For Type 2 Devices CXL has defined two coherency “Biases” that govern how CXL processes the coherent data between Host - and Device-attached memory. The bias modes are referred to as Host bias and Device bias, and the operating mode can change as needed to optimize performance for a given task during operation of the link.
When a Type 2 Device (e.g., an accelerator) is working on data between the time-of-work submission to the Host and its subsequent completion, the Device bias mode is used to ensure that the Device can access its Device-attached memory directly without having to talk to the Host’s coherency engines. Thus, the Device is guaranteed that the Host does not have the line cached. This gives the best latency performance possible to the Device, making Device bias the main operating mode for work execution by the accelerator.

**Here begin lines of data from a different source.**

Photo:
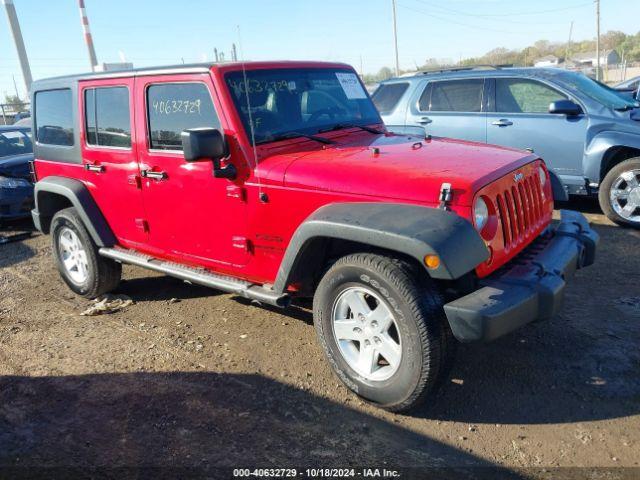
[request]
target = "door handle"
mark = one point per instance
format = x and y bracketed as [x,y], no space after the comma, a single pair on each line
[153,175]
[92,167]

The Host can still access Device-attached memory when it’s in Device bias mode, but the performance will not be optimal.
The Host bias mode prioritizes coherent access from the Host to the Device-attached memory. It is typically used during work submission when data is being written from the Host to the Device-attached memory, and it is used for work completion when the data is being ready out of the Device-attached memory by the Host. In Host bias mode, the Device-attached memory appears to the Device just like Host-attached memory, and if the Device requires access, it is handled by a request to the Host.
The bias mode can be controlled using either software or hardware via the two supported mode management mechanisms, which are software-assisted and hardware autonomous. An accelerator or other Type 2 Device can choose the bias mode, and if neither mode is selected, the system defaults to the Host bias mode such that all accesses to Device-attached memory must be routed through the Host. The bias mode can be changed with a granularity of a 4KB page and is tracked via a bias table implemented within the Type 2 Device.
An important feature of the CXL standard is that the coherency protocol is asymmetric. The Home caching agent resides only in the Host. Thus, the Host controls the caching of memory, which resolves system wide coherency for a given address from the attached CXL Device requests. This is in contrast to existing proprietary and open coherency protocols that are in use, particularly those for CPU-to-CPU connection, as they are generally symmetric, making all interconnected devices peers.
While this has some advantages, a symmetric cache coherency protocol is more complex, and the resulting complexity has to be handled by every Device. Devices with different architectures may take different approaches to coherency that are optimized at the micro-architecture level, which can make broad industry adoption more challenging. By using an asymmetric approach controlled by the Host, different CPUs and accelerators can easily become part of the emerging CXL ecosystem.